Cold start: persisted HNSW (v0.16.0)
v0.16.0 ships persisted HNSW graph state. The HNSW graph is stored in a ready-to-load binary layout inside the .feather file — no reconstruction on startup. Cold start at 500k vectors drops from 2.7s to 48ms.
This is the highest-impact change for serverless deployments and Kubernetes pods with frequent restarts. Before v0.16.0, parallel load via FEATHER_LOAD_THREADS was the primary lever:
import os
import feather_db as fdb
# v0.15.x: parallel graph reconstruction (4.7× faster than serial)
os.environ["FEATHER_LOAD_THREADS"] = "8"
db = fdb.DB.open("memory.feather", dim=768)
With v0.16.0, FEATHER_LOAD_THREADS is still respected during initial file creation and explicit rebuilds, but routine opens skip reconstruction entirely. Set it in your environment regardless — it handles fallback cases.

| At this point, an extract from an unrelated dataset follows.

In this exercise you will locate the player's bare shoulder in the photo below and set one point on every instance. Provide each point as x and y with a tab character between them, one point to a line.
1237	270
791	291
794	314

| Version | Cold start (500k vectors) | Notes |
|---|---|---|
| v0.15.x serial | ~2.7s | Single-threaded reconstruction |
| v0.15.x + FEATHER_LOAD_THREADS=8 | ~0.6s | Parallel reconstruction, 4.7× |
| v0.16.0 | 48ms | Persisted graph, no reconstruction |
# Dockerfile — set regardless of version
ENV FEATHER_LOAD_THREADS=8
Bulk ingestion with add_batch()
For ingesting more than ~1k vectors at once — corpus imports, historical data seeding, document chunking pipelines — use add_batch(). It builds the HNSW graph in parallel with the GIL released: 3.4× faster than a sequential loop on a 4-core machine, ~5–6× on an 8-core machine.
import feather_db as fdb
import numpy as np
db = fdb.DB.open("corpus.feather", dim=768)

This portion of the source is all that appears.